Ryszard Szołtysik nie żyje. Grał w "Świecie według Kiepskich"
Smutną wiadomość przekazała stacja telewizyjna, z którą był związany. Polski dziennikarz i aktor nie żyje. Ryszard Szołtysik, znany ze “Świata według Kiepskich” miał 75 lat.
Nie żyje Ryszard Szołtysik - aktor i dziennikarz
Wiadomość o śmierci Ryszarda Szołtysika, który odszedł 27 grudnia 2025 roku w wieku 75 lat, odbiła się szerokim echem nie tylko w środowisku dziennikarskim, ale i wśród wiernych widzów popularnych produkcji telewizyjnych. Postać ta była nierozerwalnie związana z Wrocławiem, gdzie współtworzył pionierskie projekty medialne.
Jak poinformował profil PTV Echo na Facebooku, żegnając swojego wieloletniego współpracownika:
- Z głębokim żalem informujemy, że odszedł 27 grudnia 2025 na zawsze nasz echoludek Rysiu Szołtysik.
Zaledwie przeżył 75 lat. Ryszard był dziennikarzem i redaktorem redakcji sportowej w pierwszej stacji telewizyjnej PTV Echo.
Jego zaangażowanie i pasja do relacjonowania wydarzeń sportowych sprawiły, że stał się twarzą nowej ery mediów, w której bezpośredni kontakt z widzem i relacje na żywo zyskały zupełnie nową jakość, przyciągając przed ekrany rzesze kibiców spragnionych emocji, jakich wcześniej nie dostarczała im państwowa telewizja.
Szołtysik był także aktorem. Pojawił się w kultowym serialu “Świat według Kiepskich”.
Ryszard Szołtysik nie żyje. Był aktorem “Świata według Kiepskich”
Dla szerszej publiczności Ryszard Szołtysik pozostanie jednak przede wszystkim jednym z aktorów kultowego serialu „Świat według Kiepskich”, w którym z dużym dystansem wcielał się w role dziennikarzy. Jego występy w odcinkach takich jak „Złoty gol” czy „Doktor Śledzik i Mister Zgredzik” stanowiły doskonałe uzupełnienie barwnego świata mieszkańców wrocławskiej kamienicy.

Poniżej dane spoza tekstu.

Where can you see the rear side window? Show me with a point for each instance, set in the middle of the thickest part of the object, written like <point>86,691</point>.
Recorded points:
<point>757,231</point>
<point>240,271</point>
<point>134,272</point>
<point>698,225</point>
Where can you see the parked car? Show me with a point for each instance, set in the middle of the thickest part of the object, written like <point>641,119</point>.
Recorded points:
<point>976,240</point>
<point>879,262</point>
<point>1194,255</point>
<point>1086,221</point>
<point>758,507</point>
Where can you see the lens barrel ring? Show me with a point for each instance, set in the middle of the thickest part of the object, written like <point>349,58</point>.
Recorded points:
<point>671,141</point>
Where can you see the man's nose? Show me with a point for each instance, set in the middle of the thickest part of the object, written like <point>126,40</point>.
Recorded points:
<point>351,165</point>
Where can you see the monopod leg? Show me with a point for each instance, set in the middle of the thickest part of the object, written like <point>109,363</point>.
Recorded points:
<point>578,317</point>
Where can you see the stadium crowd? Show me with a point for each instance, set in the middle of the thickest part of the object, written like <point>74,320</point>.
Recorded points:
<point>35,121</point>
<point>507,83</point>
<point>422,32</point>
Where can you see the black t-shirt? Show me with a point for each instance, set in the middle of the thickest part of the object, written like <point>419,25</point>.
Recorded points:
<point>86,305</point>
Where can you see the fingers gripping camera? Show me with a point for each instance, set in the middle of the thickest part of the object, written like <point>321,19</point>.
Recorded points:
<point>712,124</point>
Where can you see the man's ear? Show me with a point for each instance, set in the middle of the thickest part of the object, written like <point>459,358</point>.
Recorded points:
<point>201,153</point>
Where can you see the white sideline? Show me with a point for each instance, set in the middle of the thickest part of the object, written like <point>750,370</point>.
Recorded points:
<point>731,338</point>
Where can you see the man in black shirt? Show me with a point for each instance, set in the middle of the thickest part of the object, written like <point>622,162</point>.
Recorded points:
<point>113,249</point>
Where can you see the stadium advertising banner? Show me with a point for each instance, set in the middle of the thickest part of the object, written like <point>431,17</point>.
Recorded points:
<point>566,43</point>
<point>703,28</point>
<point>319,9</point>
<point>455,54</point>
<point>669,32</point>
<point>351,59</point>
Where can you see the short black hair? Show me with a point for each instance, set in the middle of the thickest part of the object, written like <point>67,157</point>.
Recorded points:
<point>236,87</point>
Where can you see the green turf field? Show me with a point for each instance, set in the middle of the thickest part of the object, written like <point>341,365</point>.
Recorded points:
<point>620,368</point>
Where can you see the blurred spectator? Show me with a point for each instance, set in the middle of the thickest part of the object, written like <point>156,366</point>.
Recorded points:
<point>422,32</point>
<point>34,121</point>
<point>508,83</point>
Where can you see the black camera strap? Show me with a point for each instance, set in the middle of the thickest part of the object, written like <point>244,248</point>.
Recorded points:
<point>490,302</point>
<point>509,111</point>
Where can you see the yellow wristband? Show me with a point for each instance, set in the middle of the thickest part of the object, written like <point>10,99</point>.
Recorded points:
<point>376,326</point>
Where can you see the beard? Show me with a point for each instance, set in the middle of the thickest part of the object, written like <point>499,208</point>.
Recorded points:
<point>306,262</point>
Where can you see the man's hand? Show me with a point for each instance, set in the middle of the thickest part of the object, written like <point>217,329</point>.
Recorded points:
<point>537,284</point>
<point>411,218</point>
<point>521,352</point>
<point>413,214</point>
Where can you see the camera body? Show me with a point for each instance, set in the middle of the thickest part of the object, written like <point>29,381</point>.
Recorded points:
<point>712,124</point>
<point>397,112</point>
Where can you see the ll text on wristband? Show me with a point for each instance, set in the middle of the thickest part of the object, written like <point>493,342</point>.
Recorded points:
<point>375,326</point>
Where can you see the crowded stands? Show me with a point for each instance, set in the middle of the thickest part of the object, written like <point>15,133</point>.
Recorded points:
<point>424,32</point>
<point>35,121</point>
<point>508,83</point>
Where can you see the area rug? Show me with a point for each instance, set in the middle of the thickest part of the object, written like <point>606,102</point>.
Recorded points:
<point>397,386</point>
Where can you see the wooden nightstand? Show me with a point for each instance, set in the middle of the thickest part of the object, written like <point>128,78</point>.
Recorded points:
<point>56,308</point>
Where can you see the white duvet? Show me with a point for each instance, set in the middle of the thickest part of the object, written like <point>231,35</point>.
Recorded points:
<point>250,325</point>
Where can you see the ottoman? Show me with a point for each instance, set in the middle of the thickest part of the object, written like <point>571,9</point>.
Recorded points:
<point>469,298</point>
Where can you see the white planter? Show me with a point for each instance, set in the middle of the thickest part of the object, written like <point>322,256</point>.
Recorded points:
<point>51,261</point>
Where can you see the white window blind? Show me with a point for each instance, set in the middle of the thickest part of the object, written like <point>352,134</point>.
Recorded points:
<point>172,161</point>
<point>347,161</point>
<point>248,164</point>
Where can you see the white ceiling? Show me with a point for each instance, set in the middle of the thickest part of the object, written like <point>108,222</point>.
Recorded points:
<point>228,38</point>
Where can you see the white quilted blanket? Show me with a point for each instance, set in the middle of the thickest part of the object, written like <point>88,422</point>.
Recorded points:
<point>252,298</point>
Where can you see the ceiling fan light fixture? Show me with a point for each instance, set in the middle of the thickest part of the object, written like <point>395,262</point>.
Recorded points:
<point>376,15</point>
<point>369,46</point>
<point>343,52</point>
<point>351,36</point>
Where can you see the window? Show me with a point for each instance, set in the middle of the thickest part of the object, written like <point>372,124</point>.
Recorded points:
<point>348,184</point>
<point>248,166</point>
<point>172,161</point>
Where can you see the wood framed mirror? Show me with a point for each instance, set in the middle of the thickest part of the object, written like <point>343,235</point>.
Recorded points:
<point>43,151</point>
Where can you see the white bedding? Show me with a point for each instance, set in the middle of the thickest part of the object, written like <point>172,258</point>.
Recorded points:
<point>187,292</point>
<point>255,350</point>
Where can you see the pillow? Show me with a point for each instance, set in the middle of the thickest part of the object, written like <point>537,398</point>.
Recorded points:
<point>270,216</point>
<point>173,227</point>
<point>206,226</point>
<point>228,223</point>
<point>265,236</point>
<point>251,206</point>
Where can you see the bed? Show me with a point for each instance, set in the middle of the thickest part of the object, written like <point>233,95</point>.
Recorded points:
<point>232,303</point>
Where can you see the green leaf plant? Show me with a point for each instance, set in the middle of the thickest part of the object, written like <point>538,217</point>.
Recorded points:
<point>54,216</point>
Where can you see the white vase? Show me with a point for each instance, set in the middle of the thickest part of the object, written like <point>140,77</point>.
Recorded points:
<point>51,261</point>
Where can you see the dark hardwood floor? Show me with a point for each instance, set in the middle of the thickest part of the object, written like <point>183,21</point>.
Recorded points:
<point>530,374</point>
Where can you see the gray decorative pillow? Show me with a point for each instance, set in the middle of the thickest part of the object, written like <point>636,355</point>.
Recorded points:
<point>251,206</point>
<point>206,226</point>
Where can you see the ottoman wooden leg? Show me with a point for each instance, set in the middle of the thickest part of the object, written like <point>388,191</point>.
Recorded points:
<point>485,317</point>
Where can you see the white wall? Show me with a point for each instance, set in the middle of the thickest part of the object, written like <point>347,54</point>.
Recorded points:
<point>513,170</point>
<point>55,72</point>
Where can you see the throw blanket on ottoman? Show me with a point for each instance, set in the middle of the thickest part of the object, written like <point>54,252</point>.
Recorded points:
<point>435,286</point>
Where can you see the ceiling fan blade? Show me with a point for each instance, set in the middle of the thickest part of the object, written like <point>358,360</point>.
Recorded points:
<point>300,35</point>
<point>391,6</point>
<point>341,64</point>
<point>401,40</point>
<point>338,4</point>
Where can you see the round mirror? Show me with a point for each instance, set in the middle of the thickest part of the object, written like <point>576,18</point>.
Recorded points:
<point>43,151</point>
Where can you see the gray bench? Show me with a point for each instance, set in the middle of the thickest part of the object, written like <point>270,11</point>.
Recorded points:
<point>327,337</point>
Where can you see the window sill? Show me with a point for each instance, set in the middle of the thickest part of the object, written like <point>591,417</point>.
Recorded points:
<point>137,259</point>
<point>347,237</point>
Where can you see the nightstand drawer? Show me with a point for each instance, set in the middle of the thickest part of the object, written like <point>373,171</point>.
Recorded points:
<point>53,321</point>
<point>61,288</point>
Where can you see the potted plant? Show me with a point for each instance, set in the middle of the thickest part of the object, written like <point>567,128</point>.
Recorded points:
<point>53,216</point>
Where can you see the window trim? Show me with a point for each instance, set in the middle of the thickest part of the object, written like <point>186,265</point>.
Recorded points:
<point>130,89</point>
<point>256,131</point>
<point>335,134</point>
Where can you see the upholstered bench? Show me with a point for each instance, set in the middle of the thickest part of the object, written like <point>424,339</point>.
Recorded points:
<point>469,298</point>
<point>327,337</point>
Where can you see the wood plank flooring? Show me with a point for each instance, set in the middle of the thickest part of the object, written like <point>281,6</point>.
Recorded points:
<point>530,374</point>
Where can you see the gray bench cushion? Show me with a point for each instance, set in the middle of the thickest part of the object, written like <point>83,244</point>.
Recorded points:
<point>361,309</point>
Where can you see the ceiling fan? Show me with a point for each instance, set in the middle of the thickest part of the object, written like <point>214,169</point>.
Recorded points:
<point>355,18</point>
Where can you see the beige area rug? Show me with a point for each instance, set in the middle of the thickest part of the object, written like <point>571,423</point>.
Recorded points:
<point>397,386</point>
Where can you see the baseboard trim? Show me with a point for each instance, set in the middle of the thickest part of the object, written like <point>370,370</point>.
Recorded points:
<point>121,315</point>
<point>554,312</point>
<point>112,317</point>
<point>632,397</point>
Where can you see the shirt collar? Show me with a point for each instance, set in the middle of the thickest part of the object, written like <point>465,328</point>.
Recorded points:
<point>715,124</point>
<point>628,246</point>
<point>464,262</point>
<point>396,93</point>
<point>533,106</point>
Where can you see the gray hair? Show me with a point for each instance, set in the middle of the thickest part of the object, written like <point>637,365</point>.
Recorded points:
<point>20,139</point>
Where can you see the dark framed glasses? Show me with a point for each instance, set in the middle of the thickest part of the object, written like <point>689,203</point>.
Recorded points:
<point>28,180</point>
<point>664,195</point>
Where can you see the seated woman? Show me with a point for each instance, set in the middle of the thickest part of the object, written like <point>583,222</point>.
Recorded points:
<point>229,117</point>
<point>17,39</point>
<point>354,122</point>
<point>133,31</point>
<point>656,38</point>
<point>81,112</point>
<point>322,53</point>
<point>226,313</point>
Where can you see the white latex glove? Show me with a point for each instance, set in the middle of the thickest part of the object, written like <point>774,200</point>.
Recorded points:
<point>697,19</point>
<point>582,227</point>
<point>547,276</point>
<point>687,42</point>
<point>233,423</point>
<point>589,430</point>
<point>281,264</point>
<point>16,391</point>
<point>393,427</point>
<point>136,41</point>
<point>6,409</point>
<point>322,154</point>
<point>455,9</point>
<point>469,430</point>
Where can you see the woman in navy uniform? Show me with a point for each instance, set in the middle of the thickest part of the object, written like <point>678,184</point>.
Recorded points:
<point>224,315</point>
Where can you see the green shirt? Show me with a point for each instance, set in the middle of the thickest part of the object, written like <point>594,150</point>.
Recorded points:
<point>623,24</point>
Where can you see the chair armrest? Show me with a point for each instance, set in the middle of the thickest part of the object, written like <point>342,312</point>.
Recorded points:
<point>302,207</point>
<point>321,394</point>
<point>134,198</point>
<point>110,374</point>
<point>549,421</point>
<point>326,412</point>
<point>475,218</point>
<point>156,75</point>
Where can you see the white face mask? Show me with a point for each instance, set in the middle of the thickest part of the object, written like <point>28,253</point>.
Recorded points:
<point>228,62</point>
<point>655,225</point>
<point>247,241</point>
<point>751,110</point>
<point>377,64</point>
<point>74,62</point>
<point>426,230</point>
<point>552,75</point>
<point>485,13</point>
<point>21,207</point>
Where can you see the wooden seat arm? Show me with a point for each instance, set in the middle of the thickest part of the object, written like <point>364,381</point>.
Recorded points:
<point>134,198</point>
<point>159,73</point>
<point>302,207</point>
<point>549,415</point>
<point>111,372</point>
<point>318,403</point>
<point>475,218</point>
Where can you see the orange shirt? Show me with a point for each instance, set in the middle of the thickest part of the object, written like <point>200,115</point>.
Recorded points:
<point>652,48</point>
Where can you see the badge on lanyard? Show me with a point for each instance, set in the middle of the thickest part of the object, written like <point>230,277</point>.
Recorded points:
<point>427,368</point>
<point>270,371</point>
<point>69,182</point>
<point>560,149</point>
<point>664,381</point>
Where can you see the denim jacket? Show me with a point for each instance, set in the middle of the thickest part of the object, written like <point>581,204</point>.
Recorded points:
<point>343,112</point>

Niestety, statystyki dotyczące obsady tej produkcji stają się coraz bardziej przygnębiające -Szołtysik jest już kolejnym zmarłym aktorem związanym z tym kultowym formatem. Jego odejście zamyka kolejny rozdział w historii polskiej telewizji prywatnej, którą budował od podstaw od lutego 1990 roku. Choć PTV Echo przestało nadawać w 1995 roku, legenda „echoludków” i etos pracy, który reprezentował Szołtysik, przetrwały w pamięci pokoleń dziennikarzy, dla których był on wzorem zawodowej rzetelności oraz pionierem nowoczesnego, odważnego dziennikarstwa sportowego i reportażowego.
Był nie tylko aktorem. Nie żyje Ryszard Szołtysik
Szołtysik zapisał się w pamięci kibiców przede wszystkim jako niezrównany komentator zmagań żużlowych, które w tamtym czasie święciły triumfy popularności.
Słynne transmisje meczów żużlowych Sparty Wrocław przyciągały do Echa rzesze kibiców - wspominają współpracownicy Szołtysika.
W pożegnalnym wpisie zauważono, że „za żużlowcami z kamerą Ryszard z kolegami jeździli po całej Polsce”, co świadczyło o jego ogromnej determinacji i miłości do czarnego sportu. Jednak jego horyzonty zawodowe wykraczały daleko poza stadiony.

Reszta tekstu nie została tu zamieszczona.